Suppose you want to make an acetic acid/acetate buffer to a pH of 5.00 using 10.0 mL of 1.00 M acetic acid solution. How many milliliters of 1.00 M sodium acetate solution would you need to add? The pKa for acetate buffer is 4.75.

Answer 1

Answer:

Explanation:

Molarity of NaOAc needed

Using the Henderson-Hasselbalch Equation calculate base molarity needed given [HOAc] = 1.00M and pKa(NaOAc) = 4.75 and [HOAc] = 1.00m.

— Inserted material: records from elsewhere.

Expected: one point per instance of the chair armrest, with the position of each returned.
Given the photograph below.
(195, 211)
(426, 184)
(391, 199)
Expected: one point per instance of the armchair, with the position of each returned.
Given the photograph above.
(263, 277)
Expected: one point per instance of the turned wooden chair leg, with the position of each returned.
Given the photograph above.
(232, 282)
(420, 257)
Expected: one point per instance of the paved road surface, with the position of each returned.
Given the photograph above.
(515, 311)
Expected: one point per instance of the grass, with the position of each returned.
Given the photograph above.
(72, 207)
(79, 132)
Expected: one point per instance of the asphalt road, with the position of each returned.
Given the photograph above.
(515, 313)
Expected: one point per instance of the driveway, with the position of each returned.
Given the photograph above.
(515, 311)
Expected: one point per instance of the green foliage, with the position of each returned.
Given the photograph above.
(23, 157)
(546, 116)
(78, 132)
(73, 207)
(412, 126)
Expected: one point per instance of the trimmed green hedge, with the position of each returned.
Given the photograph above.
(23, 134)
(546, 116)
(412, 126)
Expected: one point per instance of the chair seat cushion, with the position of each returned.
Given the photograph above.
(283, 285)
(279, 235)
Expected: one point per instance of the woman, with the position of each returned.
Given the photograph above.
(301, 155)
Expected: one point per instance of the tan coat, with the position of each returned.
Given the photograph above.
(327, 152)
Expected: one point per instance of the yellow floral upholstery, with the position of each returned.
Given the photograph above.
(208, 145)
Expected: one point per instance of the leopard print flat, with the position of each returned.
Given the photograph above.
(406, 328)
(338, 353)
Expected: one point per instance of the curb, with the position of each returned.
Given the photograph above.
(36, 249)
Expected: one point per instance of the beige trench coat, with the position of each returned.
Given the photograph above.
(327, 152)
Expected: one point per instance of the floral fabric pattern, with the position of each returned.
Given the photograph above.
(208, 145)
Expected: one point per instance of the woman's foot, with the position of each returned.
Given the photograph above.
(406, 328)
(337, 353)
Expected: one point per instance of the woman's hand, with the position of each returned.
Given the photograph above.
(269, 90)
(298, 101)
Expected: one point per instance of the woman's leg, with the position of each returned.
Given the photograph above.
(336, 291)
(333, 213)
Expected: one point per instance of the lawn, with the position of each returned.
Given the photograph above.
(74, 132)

pH = pKa + log [NaOAc]/[HOAc]

5.00 = 4.75 + log[NaOAc]/[1.00M]

5.00 - 4.75 = log [NaOAc] - log[1.00M]

log [NaOAc] = 0.25 => [NaOAc] = 10⁰·²⁵ M = 1.78

Given 10ml of HOAc, how much (ml) 1.78M NaOAc to obtain a buffer pH of 5.00.

Determine Volume of Base Needed

(M·V)acid = (M·V)base => V(base) = (M·V)acid / (M)base

Vol (NaOAc) needed = (1.00M)(0.010L)/(1.78M) = 0.0056 liter = 5.6 ml.

Checking Results:

5.00 = 4.75 + log [1.78M]/[1.00M] = 4.75 + 0.25 = 5.00    QED.